The Temples of Angkor
Cambodia is generally warm, with a wet season from May to October. While it may rain every day, the rain tends to come in bursts, so travelers need not worry so much about activities being rained out or having their trip ruined. However, sometimes the rains can wash out roads, making transportation difficult or more expensive in some regions. Otherwise, one can visit Cambodia year-round.
The Philippines are the hottest from March to May, and from June to October it can be quite rainy. The coolest months are from November to February, but it is still warm and tropical. Don't let the rainy season scare you away, as the rains are not torrential and it still can rain during other parts of the year.
How much money will I need in Cambodia and the Philippines?
Overall, the Philippines and Cambodia are a very affordable destinations due to the low cost of living, low wages, and significant competition for tourism. In both countries, many local families have opened their doors to create family-run hotels or restaurants, especially in the larger urban areas, leading to an increase in competition. Overall, while the economy is growing as a whole in both nations, these countries must compete against their neighbors for revenue from tourism, leading to low prices. The overall economies of Cambodia and the Philippines are significantly based on agriculture instead of more high-end industries like manufacturing. This has led to higher levels of poverty and lower wages. But the overall service that goes into tourism is growing, and visitors from abroad can experience the friendly nature of these two countries for a very low price.
What are the most expensive and cheapest cities and regions in Cambodia and the Philippines?
Palawan, El Nido, Philippines
The Siem Reap (temples of Angkor) region is by far the most visited, and therefore the most expensive area of Cambodia. These ancient temples are, after all, why you and millions of others are visiting Cambodia. Here, hotel prices are high if you want to travel in luxury. But heavy competition in the budget market leaves plenty of cheaper options for those wishing to stay in a basic room or hostel. The entrance ticket to the temple complex itself is quite hefty, and rises almost every year. Also, expect to pay for some sort of transportation or tour around the complex, as it is too massive to merely walk around in. Plenty of tuk-tuks are available and double as taxis and tour guides if you don't want to pay for a full on tour. If you're really on a budget, rent a bike and expect to get a lot of exercise.
Phnom Penh can also have some higher prices for hotels and food, but is also large enough to support plenty of budget options, too. The same is true for the beach areas.
While the Philippines are overall very inexpensive, the popular beach resort areas tend to be higher in price. These destinations are why visitors come to this beautiful country, after all. Tourists flock to the beach, driving up prices for everything from hotels and hostels to restaurants and activities.
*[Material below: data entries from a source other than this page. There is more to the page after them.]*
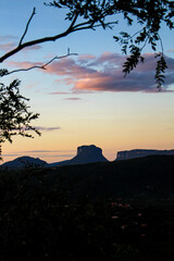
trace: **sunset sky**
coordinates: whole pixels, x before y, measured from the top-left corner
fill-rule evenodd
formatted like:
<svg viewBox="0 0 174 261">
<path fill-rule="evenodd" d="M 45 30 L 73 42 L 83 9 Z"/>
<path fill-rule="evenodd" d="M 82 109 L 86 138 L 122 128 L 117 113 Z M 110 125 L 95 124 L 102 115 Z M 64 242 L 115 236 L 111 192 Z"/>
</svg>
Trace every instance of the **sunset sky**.
<svg viewBox="0 0 174 261">
<path fill-rule="evenodd" d="M 36 15 L 24 41 L 55 35 L 69 26 L 64 11 L 45 7 L 42 0 L 0 3 L 1 55 L 18 44 L 34 7 Z M 4 162 L 20 156 L 58 162 L 74 157 L 82 145 L 102 148 L 111 161 L 120 150 L 174 149 L 174 32 L 161 29 L 169 69 L 159 92 L 153 79 L 156 60 L 149 47 L 144 50 L 144 64 L 127 77 L 122 73 L 125 57 L 113 35 L 137 29 L 136 23 L 127 27 L 120 17 L 113 30 L 74 33 L 57 42 L 24 49 L 7 60 L 1 67 L 11 71 L 41 65 L 66 54 L 67 48 L 78 53 L 54 61 L 45 71 L 18 72 L 1 79 L 7 85 L 14 78 L 22 80 L 21 92 L 30 99 L 30 110 L 40 113 L 33 125 L 42 134 L 3 144 Z"/>
</svg>

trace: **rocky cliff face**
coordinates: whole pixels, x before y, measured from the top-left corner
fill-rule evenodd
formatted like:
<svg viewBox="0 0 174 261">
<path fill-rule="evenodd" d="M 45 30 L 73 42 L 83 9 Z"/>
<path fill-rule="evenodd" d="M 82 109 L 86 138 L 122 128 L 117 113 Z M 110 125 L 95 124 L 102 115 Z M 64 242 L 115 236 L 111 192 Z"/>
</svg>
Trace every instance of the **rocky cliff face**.
<svg viewBox="0 0 174 261">
<path fill-rule="evenodd" d="M 144 149 L 135 149 L 135 150 L 124 150 L 117 151 L 116 160 L 128 160 L 134 158 L 140 158 L 152 154 L 174 154 L 174 150 L 144 150 Z"/>
<path fill-rule="evenodd" d="M 77 156 L 72 159 L 75 162 L 89 163 L 89 162 L 102 162 L 108 161 L 103 154 L 102 149 L 90 146 L 80 146 L 77 148 Z"/>
<path fill-rule="evenodd" d="M 1 170 L 12 170 L 12 169 L 27 169 L 27 167 L 42 167 L 47 166 L 48 163 L 46 161 L 40 160 L 39 158 L 35 159 L 32 157 L 20 157 L 13 161 L 9 161 L 3 163 L 0 169 Z"/>
<path fill-rule="evenodd" d="M 94 162 L 107 162 L 108 160 L 102 154 L 102 149 L 96 147 L 95 145 L 80 146 L 77 148 L 77 154 L 67 161 L 57 162 L 51 164 L 57 165 L 73 165 L 73 164 L 86 164 Z"/>
</svg>

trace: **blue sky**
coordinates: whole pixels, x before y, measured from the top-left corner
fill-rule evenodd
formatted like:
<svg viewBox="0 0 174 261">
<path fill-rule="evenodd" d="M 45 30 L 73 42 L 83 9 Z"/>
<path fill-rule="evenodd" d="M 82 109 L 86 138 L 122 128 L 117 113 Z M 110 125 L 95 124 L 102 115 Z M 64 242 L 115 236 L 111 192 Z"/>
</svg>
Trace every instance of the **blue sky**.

The rural parts of the countryside are much cheaper, especially if you can get away from the areas that are more frequently visited.
As in most countries, the larger cities can be expensive, but budget options are available. Some neighborhoods have higher prices due to high-end luxury accommodations, nightlife, and restaurants. But shop around to find better prices if you're on a budget.
How you can save money when visiting Cambodia and the Philippines?
Use local transportation whenever possible.
Eat where the locals eat. This is not just good for your budget, but the Cambodian cuisine is terrific. It's similar to Thai food, but often less spicy.
While in Cambodia, get off the beaten path. Angkor is amazing and you shouldn't miss it, but there are plenty of other great places in this dynamic country. The beaches, the capital city, and the beautiful countryside are all good options.
Stay with the locally owned hotels or hostels instead of international or national chain hotels. It's cheaper, better for the local economy, and you'll have a more authentic experience, too.
As transportation between the various islands of the Philippines can get expensive with flights and ferries, choose one or two islands and stay put. Hopping around will cost you a good deal more.